Am 26. April 2022 trafen sich auf Einladung des Berufsverbands Camion Pro internationale Fachleute, um die neuesten Recherchen und wissenschaftlichen Erkenntnisse, die der Berufsverband in den letzten zwei Jahren zur Situation osteuropäischer LKW-Fahrer, die auch auf deutschen Autobahn eingesetzt werden, dokumentiert hat, auszuwerten.
Nun kann bei YouTube ein 45-minütiger Mitschnitt der Veranstaltung abgerufen werden.

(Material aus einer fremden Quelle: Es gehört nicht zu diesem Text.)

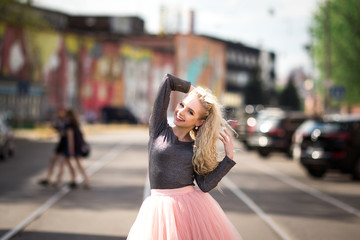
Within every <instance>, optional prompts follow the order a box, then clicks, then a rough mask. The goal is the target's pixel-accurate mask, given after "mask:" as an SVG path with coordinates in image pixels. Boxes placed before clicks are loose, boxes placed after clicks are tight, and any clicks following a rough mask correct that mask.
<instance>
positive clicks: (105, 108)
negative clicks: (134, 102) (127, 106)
mask: <svg viewBox="0 0 360 240" xmlns="http://www.w3.org/2000/svg"><path fill="white" fill-rule="evenodd" d="M101 120H102V122H104V123H113V122H116V123H129V124H138V120H137V119H136V117H135V115H134V114H133V113H132V112H131V111H130V110H129V109H128V108H125V107H103V108H102V109H101Z"/></svg>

Das Video vermittelt nicht nur Eindrücke der hochgradig rechtswidrigen Verhältnisse, unter denen vor allem ukrainische und weißrussische Arbeitskräfte auf deutschen Autobahnen ausgebeutet werden. Es zeigt auch die Zusammenhänge von organisiertem Verbrechen und offenbar "organisiertem Politikversagen" einer hilflosen Europäischen Union und von deutschen Großlogistikern, die als Drahtzieher und Nutznießer Millionenbeträge durch den Einsatz von osteuropäischen Subunternehmern verdienen.
Im Vordergrund des Symposions stand die Studie, die Camion-Pro-Vorstand Andreas Mossyrsch zusammen mit Dr. Groschopf von der Wirtschaftsuniversität Wien und Professor Ki-Hoon Lee, Lehrstuhl für Nachhaltigkeitsmanagement, Griffith Universität Sydney/Australien und Experte für moderne Sklaverei, durchgeführt hat. Mit dieser Studie, an der sich über 1000 LKW-Fahrer aus o.g. Staaten beteiligt haben, konnte erstmals wissenschaftlich aufgezeigt werden, mit welcher kriminellen Energie und welch rechtswidrigen Methoden Logistiker in Osteuropa vorgehen.

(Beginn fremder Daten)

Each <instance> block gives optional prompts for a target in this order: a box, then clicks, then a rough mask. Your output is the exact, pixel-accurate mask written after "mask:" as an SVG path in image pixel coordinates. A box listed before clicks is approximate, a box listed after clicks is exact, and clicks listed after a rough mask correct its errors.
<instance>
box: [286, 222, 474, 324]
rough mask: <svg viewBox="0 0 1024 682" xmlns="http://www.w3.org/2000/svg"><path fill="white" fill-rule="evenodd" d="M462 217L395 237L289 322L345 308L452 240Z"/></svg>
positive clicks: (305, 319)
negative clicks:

Die Dokumentation auf Youtube:
Die Studie konnte aufzeigen, dass zum Beispiel 63 % der Fahrer über keine Arbeitslosenversicherung verfügen. Lediglich 7,6 % der Umfrageteilnehmer geben an, dass sie über eine Rentenversicherung verfügen. Fast zwei Drittel der Befragten gaben an, einen erheblichen bzw. den größten Teil ihres Einkommens als „Spesen auf die Hand“ ausgezahlt zu bekommen. Neben weiterer gravierender Verletzung von Rechts- und EU-Standards konnte die Studie auch aufzeigen, dass 35 % der Befragten von ihren Arbeitgebern mit gefälschten Unterlagen ausgestattet werden, um diese bei Polizeikontrollen vorzulegen. Parallel zu der Studie recherchierte Camion-Pro-Vorstand Andreas Mossyrsch zwei Jahre lang in Zusammenarbeit mit Fahrern und Rechtsanwälten aus Osteuropa und konnte dabei die Verstrickungen der Politik mit Wirtschaftskriminalität in Litauen aufzeigen. Mossyrsch führte Gespräche mit Gewerkschaften, Wissenschaftlern, Spediteuren und Arbeitgeberverbänden in dem baltischen Staat und war Gast in der Simas (Litauisches Parlament). Dabei wurde immer deutlicher, dass in dem kleinen baltischen Staat mit 2,7 Mio. Einwohnern die „systemrelevante“ Transportbranche zunehmend die Kontrolle über politische Entscheidungen übernimmt. Parlamentsmitglieder sprachen gegenüber Mossyrsch von mafiaähnlichen Zuständen und Politikern, die massiv unter Druck gesetzt würden; andere Branchenvertreter sprechen von Schutzgelderpressungen und rechtsfreien Räumen in dem Land, das seit 2004 Mitglied der Europäischen Union ist.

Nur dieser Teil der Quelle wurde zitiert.